For example, assuming that $d=64$-bits are used to represent "real numbers" as floating point numbers in computations, $m=48$ bits may be allocated to the mantissa, allowing the numerator to be $2^{48}$ yielding approximately $14$ digits of base-ten specificity to the numerator; this leaves $d-m=16$ bits to the exponent which may be signed (+/-) yielding a range of -32768 to +32767.
In this case, the floating point number is in the range $n\times 2^{d-m}$, where $-(2^{47} \le n \le +(2^{47}-1)$, and ${-32768} \le d \le {32768}$.

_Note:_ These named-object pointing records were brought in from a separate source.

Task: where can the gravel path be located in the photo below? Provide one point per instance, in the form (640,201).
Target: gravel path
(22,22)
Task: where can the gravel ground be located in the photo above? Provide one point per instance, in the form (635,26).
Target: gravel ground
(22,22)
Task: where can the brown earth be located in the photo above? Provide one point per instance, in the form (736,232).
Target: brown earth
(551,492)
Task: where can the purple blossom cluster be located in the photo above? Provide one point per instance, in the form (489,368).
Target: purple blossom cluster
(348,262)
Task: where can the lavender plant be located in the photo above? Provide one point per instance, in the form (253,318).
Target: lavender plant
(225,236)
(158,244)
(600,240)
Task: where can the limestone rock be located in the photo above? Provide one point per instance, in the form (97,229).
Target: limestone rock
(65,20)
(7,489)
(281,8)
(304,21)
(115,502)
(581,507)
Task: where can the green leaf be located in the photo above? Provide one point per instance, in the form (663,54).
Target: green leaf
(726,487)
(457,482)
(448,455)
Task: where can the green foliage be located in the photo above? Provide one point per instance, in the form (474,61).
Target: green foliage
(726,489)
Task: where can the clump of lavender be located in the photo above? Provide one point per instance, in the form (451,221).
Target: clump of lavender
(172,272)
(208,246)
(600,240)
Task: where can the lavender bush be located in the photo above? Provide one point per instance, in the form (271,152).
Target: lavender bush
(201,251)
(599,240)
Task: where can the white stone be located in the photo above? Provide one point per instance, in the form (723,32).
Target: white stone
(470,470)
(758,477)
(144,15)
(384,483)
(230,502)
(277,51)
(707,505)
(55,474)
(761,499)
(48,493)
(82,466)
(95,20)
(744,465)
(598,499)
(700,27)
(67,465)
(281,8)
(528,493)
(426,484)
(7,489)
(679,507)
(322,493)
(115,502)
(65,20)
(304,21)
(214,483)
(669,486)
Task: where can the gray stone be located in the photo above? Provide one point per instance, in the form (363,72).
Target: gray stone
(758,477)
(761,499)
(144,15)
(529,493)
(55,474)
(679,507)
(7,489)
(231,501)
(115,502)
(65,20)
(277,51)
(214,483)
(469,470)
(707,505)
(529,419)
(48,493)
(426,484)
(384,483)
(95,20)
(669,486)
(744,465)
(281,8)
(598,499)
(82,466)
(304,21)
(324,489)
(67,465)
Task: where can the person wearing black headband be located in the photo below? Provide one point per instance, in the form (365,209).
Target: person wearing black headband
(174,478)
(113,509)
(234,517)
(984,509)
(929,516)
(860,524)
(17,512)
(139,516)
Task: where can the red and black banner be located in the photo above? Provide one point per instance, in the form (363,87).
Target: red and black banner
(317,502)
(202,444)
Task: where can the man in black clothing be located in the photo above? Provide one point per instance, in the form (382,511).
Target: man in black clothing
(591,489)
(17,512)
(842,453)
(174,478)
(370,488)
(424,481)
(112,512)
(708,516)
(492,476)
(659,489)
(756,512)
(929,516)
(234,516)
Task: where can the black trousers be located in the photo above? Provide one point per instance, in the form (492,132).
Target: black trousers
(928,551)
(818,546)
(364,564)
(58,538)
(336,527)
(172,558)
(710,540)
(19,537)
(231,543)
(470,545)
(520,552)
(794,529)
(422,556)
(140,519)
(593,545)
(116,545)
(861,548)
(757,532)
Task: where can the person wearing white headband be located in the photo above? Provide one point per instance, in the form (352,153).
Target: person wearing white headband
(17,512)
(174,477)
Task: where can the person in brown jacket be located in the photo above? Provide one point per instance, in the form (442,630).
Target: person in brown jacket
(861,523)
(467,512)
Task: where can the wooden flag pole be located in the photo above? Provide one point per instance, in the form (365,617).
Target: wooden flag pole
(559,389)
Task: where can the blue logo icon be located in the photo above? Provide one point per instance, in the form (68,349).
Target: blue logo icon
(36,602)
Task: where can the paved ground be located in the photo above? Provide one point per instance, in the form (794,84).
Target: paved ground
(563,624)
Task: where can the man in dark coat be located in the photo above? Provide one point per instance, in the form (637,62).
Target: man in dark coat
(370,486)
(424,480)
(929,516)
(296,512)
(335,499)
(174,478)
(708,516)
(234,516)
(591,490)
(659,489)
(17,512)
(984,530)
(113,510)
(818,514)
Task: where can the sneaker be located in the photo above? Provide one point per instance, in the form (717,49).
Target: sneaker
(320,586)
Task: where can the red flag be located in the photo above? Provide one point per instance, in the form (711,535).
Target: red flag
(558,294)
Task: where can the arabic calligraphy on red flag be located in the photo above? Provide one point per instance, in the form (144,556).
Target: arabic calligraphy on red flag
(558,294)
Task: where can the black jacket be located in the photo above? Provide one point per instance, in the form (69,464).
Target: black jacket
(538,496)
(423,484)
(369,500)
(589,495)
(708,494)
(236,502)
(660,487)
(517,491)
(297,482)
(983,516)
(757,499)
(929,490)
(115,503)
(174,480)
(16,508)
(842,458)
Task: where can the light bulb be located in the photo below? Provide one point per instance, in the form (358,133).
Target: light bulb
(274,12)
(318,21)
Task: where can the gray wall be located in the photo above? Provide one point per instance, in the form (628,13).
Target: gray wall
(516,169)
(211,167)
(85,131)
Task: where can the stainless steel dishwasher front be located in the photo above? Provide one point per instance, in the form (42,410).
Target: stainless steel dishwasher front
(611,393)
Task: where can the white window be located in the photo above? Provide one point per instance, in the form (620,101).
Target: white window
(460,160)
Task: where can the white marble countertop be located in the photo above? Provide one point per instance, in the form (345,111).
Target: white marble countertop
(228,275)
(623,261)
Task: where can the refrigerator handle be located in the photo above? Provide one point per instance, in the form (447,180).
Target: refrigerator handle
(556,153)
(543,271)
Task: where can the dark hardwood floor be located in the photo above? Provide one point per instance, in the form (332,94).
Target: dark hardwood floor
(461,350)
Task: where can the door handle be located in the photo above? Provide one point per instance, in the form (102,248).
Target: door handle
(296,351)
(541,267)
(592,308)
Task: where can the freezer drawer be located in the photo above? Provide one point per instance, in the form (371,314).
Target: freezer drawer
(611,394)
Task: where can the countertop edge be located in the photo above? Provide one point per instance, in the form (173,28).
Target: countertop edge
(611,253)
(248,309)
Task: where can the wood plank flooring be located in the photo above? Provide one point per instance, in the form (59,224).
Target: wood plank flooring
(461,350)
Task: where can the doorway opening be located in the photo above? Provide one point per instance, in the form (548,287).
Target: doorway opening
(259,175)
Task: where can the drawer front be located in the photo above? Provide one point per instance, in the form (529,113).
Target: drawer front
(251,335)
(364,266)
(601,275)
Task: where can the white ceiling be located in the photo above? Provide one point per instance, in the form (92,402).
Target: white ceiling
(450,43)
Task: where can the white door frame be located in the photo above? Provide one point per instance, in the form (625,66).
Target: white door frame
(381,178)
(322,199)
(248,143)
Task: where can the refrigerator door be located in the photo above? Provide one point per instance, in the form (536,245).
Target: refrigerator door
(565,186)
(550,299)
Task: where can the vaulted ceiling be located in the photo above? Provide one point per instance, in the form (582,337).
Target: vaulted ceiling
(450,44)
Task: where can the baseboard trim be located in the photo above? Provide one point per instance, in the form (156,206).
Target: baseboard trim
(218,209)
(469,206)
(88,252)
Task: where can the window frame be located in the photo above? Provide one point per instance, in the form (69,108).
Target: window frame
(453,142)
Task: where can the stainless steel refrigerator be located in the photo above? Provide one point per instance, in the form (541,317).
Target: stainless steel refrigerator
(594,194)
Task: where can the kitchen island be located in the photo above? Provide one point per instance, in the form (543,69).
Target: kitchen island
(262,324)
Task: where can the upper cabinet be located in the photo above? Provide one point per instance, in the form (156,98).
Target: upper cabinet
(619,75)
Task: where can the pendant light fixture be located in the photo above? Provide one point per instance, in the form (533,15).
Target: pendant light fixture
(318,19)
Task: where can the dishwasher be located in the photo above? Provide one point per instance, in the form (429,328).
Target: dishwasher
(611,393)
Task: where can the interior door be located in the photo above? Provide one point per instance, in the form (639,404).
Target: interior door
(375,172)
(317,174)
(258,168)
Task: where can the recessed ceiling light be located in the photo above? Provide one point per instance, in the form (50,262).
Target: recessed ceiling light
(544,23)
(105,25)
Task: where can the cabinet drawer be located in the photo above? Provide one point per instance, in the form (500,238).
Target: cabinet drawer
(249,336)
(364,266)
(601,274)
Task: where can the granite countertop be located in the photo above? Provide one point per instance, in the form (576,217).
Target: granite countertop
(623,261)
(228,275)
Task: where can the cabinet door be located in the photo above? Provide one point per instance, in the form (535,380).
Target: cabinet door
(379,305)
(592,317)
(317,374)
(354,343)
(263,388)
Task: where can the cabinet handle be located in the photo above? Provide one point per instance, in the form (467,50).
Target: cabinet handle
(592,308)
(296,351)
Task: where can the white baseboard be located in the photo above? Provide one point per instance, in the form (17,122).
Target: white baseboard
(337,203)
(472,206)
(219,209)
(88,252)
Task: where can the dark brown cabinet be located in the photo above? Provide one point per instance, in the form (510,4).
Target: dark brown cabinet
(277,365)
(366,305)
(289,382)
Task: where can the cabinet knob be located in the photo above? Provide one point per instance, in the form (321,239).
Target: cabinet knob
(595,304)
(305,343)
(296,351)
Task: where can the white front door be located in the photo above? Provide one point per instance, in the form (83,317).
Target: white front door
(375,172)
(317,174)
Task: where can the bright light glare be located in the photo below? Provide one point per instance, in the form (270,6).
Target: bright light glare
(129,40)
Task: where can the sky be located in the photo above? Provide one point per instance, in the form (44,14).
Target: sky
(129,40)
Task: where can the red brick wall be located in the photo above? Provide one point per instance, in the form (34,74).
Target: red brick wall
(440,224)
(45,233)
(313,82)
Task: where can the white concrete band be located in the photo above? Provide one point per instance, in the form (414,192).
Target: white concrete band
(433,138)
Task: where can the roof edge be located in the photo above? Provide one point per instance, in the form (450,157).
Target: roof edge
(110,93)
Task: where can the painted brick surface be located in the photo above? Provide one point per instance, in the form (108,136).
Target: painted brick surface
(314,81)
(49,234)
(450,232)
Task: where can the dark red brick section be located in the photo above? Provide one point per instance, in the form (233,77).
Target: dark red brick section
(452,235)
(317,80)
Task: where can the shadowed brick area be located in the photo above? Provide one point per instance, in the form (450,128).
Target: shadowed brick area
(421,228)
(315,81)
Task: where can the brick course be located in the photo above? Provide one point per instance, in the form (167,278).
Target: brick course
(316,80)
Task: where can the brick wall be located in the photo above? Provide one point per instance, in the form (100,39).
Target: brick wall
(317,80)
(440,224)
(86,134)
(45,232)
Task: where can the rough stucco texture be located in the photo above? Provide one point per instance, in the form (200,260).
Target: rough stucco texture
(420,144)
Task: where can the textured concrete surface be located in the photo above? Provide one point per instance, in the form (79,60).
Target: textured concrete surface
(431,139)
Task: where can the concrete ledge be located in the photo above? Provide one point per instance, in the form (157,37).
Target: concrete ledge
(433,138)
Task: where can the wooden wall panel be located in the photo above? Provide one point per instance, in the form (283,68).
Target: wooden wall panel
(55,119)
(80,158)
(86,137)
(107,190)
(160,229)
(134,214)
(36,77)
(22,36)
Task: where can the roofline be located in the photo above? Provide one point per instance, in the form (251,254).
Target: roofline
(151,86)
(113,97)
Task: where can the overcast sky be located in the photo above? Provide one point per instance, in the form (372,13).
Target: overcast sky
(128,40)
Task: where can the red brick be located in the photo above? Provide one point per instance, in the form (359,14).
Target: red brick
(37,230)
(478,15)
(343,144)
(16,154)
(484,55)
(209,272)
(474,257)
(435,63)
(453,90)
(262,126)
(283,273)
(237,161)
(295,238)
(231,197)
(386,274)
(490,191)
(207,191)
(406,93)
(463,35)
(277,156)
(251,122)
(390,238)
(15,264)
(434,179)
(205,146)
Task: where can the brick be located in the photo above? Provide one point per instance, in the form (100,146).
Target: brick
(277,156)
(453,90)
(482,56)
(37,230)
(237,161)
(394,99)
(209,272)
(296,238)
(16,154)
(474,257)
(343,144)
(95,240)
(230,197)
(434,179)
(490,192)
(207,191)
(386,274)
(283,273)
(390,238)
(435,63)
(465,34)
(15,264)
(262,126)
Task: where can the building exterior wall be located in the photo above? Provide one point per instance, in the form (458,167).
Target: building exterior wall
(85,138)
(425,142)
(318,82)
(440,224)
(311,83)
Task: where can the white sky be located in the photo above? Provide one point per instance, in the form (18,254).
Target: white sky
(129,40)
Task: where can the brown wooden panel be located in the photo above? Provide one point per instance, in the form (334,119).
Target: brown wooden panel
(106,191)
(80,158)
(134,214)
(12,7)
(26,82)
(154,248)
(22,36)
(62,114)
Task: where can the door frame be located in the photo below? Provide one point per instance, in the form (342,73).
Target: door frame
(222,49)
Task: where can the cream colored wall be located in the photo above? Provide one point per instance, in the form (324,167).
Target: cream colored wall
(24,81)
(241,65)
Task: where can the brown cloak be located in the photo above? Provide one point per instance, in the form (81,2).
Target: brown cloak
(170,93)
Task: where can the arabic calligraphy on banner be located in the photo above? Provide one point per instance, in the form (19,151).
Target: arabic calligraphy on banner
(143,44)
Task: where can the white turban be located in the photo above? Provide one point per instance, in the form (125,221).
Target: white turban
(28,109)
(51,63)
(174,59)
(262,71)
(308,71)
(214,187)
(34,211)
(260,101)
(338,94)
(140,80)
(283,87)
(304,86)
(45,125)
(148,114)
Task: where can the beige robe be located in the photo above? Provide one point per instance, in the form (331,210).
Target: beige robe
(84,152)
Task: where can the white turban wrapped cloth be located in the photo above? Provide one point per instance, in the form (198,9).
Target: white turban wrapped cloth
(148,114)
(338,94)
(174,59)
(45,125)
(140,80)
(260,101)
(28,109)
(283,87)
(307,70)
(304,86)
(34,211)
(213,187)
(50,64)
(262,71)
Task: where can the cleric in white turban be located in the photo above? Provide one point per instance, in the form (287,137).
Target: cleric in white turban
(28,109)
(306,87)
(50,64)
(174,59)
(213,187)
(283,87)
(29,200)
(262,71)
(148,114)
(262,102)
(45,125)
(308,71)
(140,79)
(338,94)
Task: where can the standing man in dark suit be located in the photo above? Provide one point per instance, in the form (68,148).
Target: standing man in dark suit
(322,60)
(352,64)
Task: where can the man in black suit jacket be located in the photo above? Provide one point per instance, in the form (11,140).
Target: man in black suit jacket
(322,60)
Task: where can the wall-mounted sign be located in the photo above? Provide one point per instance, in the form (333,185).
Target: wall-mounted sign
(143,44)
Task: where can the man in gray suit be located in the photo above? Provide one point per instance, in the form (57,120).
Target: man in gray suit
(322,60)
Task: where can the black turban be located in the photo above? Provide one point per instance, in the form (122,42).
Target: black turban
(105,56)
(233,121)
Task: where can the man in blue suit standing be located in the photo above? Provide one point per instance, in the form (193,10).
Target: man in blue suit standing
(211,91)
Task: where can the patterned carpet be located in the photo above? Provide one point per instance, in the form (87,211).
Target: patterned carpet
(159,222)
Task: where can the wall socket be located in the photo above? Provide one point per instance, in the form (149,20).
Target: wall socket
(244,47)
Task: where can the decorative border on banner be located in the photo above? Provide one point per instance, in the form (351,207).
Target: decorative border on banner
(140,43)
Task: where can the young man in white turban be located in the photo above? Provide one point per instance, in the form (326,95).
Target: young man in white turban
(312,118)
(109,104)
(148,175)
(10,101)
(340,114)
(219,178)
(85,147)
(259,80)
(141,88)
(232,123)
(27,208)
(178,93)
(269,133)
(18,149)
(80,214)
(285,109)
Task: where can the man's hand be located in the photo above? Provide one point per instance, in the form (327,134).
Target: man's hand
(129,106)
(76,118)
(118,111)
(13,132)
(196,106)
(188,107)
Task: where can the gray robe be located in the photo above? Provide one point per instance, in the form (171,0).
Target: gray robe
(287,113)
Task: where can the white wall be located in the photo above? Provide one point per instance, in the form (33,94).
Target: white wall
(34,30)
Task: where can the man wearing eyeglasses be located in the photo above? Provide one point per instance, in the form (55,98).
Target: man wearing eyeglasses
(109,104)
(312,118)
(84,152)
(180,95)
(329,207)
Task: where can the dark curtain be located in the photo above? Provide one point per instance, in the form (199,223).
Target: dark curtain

If the total number of bits is $d$, the number of bits allocated to the exponent, $m$, may be decreased while simultaneously increasing the number of bits, $d-m$, allocated to the mantissa, increasing the "precision" of the numerator while decreasing the range over $\mathbb{R}$ spanned by this particular approximating set of {0,1}$^m \times ${0,1}$^{d-m}$ (which is not equivalent to $\mathbb{Q}$, as I erroneously stated originally)
Thus every numerical simulation is already, in a way, based on $\mathbb{Q}^d$ when models of $d$-dimensional systems are created and iterated using Euler or Runge-Kutta of whatever order.